About Bette Davis
Ruth Elizabeth "Bette" Davis (/ˈbɛti/; April 5, 1908 – October 6, 1989) was an American actress with a career spanning more than 50 years and 100 acting credits. She was noted for playing unsympathetic, sardonic characters, and was famous for her performances in a range of film genres, from contemporary crime melodramas to historical films, suspense horror, and occasional comedies, although her greater successes were in romantic dramas. A recipient of two Academy Awards, she was the first thespian to accrue ten nominations.
After appearing on stage in New York for a short period, Davis moved to Hollywood in 1930. After some unsuccessful films, she had her critical breakthrough playing a vulgar waitress in Of Human Bondage (1934), although, contentiously, she was not among the three nominees for the Academy Award for Best Actress that year. The next year, Davis received her first Best Actress nomination, and she won for her performance in Dangerous (1935). In 1937, she starred in Marked Woman, a film regarded as one of the most important in her early career. Davis's portrayal of a strong-willed 1850s southern belle in Jezebel (1938) won her a second Academy Award for Best Actress, and was the first of five consecutive years in which she received a Best Actress nomination; the others were for Dark Victory (1939), The Letter (1940), The Little Foxes (1941), and Now, Voyager (1942).
Davis was known for her forceful and intense style of acting. She could be combative and confrontational with studio executives and film directors, as well as with her co-stars. Her forthright manner, idiosyncratic speech, and ubiquitous cigarette contributed to a public persona that has been often imitated.

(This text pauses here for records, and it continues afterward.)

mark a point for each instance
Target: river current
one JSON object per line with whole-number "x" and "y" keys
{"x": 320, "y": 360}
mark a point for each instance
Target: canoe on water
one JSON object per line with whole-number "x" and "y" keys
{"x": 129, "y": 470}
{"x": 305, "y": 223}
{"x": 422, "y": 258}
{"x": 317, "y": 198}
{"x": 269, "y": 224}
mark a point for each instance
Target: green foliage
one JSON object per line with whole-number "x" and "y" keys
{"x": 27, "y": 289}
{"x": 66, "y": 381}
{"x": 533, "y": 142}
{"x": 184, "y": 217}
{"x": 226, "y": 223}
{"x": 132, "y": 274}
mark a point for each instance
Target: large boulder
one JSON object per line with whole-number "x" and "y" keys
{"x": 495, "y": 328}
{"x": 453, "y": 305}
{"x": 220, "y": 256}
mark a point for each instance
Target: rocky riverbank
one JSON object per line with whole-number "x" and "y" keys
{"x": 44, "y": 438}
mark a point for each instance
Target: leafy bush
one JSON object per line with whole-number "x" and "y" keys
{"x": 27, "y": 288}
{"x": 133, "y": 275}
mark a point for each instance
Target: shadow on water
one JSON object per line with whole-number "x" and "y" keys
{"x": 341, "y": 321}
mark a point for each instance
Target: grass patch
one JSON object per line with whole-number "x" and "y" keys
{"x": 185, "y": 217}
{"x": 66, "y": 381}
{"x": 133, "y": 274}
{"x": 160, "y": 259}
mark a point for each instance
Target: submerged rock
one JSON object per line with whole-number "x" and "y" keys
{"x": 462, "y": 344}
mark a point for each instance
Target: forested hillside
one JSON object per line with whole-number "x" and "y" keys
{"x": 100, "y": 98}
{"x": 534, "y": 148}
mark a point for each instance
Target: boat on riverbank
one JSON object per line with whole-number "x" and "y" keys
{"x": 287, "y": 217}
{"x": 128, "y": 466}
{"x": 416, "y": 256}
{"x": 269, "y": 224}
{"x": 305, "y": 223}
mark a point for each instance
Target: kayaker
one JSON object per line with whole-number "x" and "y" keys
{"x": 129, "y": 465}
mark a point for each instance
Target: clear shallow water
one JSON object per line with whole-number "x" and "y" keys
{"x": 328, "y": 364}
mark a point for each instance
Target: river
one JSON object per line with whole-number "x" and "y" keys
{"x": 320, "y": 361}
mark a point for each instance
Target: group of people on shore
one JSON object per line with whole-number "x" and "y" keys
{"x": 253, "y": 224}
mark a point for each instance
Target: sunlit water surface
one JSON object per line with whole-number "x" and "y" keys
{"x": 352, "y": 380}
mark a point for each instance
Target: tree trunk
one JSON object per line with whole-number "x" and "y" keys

Davis played a Broadway star in All About Eve (1950), which earned her another Oscar nomination and won her the Cannes Film Festival Award for Best Actress. Her last Oscar nomination was for What Ever Happened to Baby Jane? (1962), which also starred Joan Crawford. In the latter stage of her career, her most successful films were Death on the Nile (1978) and The Whales of August (1987). Her career went through several periods of eclipse, but despite a long period of ill health, she continued acting in film and on television until shortly before her death from breast cancer in 1989. She admitted that her success had often been at the expense of her personal relationships. She married four times, divorcing three and widowed once when her second husband died unexpectedly. She raised her children largely as a single parent. Her daughter, B. D. Hyman, wrote a controversial memoir about her childhood, 1985's My Mother's Keeper.